|Cristina Kirchner and Argentina's Good Fortune|
|Written by Mark Weisbrot|
|Monday, 24 October 2011 10:34|
UDW Note: Argentine President Cristina Kirchner was re-elected president on Sunday, October 23rd, receiving roughly 54% of the votes. Her nearest challenger received less than 17% support. The article below looks at the economic policies that contributed to her victory.
Source: The Guardian Unlimited, published Saturday, October 22, 2011
Under the Kirchner administrations, Argentina has achieved the fastest growth in the west – after defaulting. Listening, Europe?
Cristina Fernandez de Kirchner is expected to coast to re-election as president of Argentina on Sunday, despite having faced hostility from the media for most of her presidency, and from many of the most powerful economic interests in the country. So it seems a good time to ask why this might happen.
Yes, it's the economy. Since Argentina defaulted on $95bn of international debt nine years ago and blew off the International Monetary Fund, the economy has done remarkably well. For the years 2002-2011, using the IMF's projections for the end of this year, Argentina has chalked up real GDP growth of about 94%. This is the fastest economic growth in the western hemisphere – about twice that of Brazil, for example, which has also improved enormously over past performance. Since President Fernandez or her late husband Nestor Kirchner, who preceded her as president, were running the country for eight of these nine years, it shouldn't be surprising that voters will reward her with another term.
The benefits of growth don't always trickle down, but in this case, the Argentine government has made sure that many did. Poverty and extreme poverty have been reduced by about two thirds since their peak in 2002, and employment has increased to record levels. Social spending by the government has nearly tripled in real terms. In 2009, the government implemented a cash transfer program for children that now reaches the households of more than 3.5 million children. It is probably the largest such program, relative to national income, in Latin America.
Inequality has also been considerably reduced in Argentina during this remarkable expansion. This is in contrast to most other fast-growing economies in the world (and some of the slower-growing ones like the United States), where inequality has increased over the past decade. In 2001, Argentines in the 95th percentile of the income distribution had 32 times the income of those in the 5th percentile. By last year, that ratio had fallen by nearly half, to a multiple of 17.

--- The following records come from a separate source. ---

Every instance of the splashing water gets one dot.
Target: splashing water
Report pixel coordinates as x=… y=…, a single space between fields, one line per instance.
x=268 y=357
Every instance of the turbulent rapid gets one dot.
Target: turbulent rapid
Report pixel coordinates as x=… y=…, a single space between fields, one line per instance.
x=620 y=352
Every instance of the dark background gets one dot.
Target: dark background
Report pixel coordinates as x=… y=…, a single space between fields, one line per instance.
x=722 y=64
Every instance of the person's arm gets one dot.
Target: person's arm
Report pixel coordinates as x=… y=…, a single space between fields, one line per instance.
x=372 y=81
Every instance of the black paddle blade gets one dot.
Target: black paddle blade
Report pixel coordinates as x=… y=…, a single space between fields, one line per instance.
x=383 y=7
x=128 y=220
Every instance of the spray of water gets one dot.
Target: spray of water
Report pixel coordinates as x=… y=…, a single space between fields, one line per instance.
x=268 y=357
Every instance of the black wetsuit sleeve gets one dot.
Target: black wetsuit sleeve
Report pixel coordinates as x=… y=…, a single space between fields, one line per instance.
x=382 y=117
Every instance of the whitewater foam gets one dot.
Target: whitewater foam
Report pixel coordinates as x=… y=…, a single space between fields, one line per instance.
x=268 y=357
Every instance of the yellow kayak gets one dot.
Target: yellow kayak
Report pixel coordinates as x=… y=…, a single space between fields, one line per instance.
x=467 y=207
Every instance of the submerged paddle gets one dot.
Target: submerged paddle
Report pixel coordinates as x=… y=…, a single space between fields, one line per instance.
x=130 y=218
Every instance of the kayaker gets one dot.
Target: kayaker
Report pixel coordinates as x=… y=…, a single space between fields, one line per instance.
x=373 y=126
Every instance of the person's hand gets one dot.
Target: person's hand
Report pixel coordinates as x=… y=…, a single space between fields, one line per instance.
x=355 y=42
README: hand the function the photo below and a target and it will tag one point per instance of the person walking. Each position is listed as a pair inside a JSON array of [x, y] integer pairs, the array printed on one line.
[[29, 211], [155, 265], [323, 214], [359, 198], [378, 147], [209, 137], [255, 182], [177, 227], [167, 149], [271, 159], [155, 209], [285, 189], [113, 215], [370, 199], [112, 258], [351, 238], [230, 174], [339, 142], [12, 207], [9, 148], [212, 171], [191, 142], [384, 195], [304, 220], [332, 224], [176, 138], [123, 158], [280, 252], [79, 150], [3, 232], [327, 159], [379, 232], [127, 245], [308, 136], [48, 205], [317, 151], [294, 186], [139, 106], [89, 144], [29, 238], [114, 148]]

I can already imagine the comments that I will get for this piece: people will shout about Argentina's inflation rate, which, according to some private estimates, is running between 20 and 25% at present. Yes, that is too high, and will likely be brought down in the months and years ahead (it was much lower through most of the past nine years). But it is important to remember that it is real income (adjusted for inflation) and employment, as well as the distribution of income, that determine people's living standards. If inflation is high but your income is rising faster than inflation, you are better-off than if inflation is much lower and your income does not keep up with inflation – or if you don't have a job at all.
Argentina's experience over the last nine years has important implications for how we look at economic policy, and especially certain myths that are currently used to justify the miserable economic performance of the United States, most of Europe, and other countries since the 2008-2009 economic crisis and world recession. A theory recently popularized by former IMF chief economist Ken Rogoff and Carmen Reinhart maintains that recessions caused by financial crises must be followed by slow and painful recoveries. This is widely accepted in much economic reporting, and has served as an excuse for governments that are incompetent or beholden to special interests (sound familiar?) to avoid blame for presiding over years of high unemployment and economic stagnation.
Argentina, however, provides a compelling refutation of this theory. Argentina's financial crisis by the end of 2001, and into 2002, was the mother of all financial crises. The banking system practically collapsed. But after Argentina defaulted on its debt at the end of 2001, there was only one quarter of economic contraction before the economy embarked on its remarkable recovery. Within three years, the country was back to its pre-recession level of national income.
If we look at the weaker eurozone economies (Greece, Portugal, Spain, Ireland), for example, it is difficult to see when they will ever return to normal levels of employment – especially if they continue to follow the pro-cyclical policies demanded by the European authorities (the European Commission, European Central Bank and the IMF). Argentina recovered quickly because it freed itself not only from an unsustainable debt burden, but also from the destructive policies imposed by creditors and their allies.
Greece, in particular, whose economy is shrinking at a 5% annual rate while it waits for the European authorities to restructure its debt, would have to consider that it might be better off going the Argentine route. It sure worked for Argentina.